Journalist John Bohannon crafted a spoof medical paper full of easily detectable flaws and submitted it to 304 open-access journals, with 157 accepting the paper. The results reveal "an emerging Wild West in academic publishing" with new journals profiting from the open-access model, in which authors rather than readers pay the cost of publication, Bohannon said.

He invented the names of authors and affiliations, such as Ocorrafoo Cobange of Wassee Institute of Medicine, and submitted in their names variations of the same basic paper claiming to have found anticancer properties in a molecule extracted from lichen.

The papers contained obvious flaws, such as claiming to have demonstrated a dose-response relationship when the data reflected nothing of the sort. To simulate poor English, the text was translated into French by Google Translate, then back into English.

The paper was accepted by the Journal of Natural Pharmaceuticals, with only superficial changes sought, while other versions were accepted by journals hosted by well-known publishers such as Sage and Elsevier.

The Sage journal that accepted the paper was the Journal of International Medical Research, which sent a letter of acceptance that asked for no changes but included an invoice for $3,100 U.S. (2,293 euros).

The journal's editor in chief, Malcolm Lader, emeritus professor at the Institute of Psychiatry in London, said, "I take full responsibility for the fact this spoof paper slipped through the editing process." Although, acceptance would not have guaranteed publication, he added, because it would have been subject to technical editing that is detailed and expensive.
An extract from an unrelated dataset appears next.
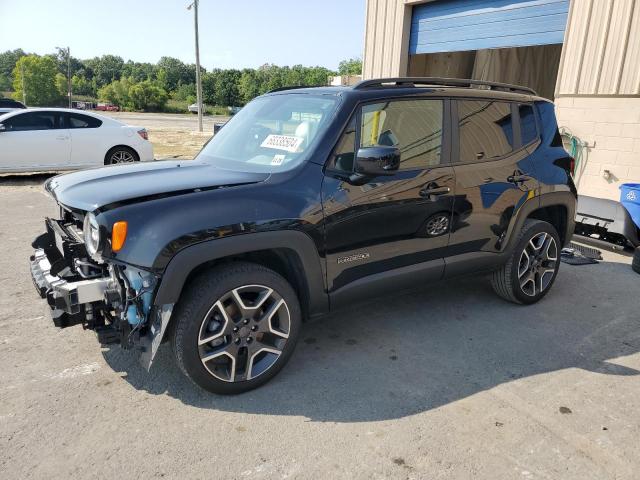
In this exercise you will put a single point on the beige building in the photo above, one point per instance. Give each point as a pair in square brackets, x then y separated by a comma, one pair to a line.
[583, 54]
The $3,100 fee was to cover the cost of this process.

Elsevier told Bohannon it reviewed journals before they were hosted on the Elsevier platform and as a result of the sting would be conducting another review.

"Acceptance was the norm, not the exception," Bohannon wrote. It was even accepted by journals in nonrelated fields, such as the Journal of Experimental and Clinical Assisted Reproduction and the American Journal of Medical and Dental Sciences, which despite the journal's title is actually published in Pakistan.

As soon as the spoof papers were accepted, they were withdrawn by Bohannon, so they were never actually published.

Among the journals that rejected the paper were PLOS One and two journals published by Hindawi, an open-access publisher in Cairo.

The majority of decisions were made without peer review, with only 36 of the 304 submissions generating comments that recognized the flaws, BMJ said. In addition, 16 of those were accepted despite the referees' comments.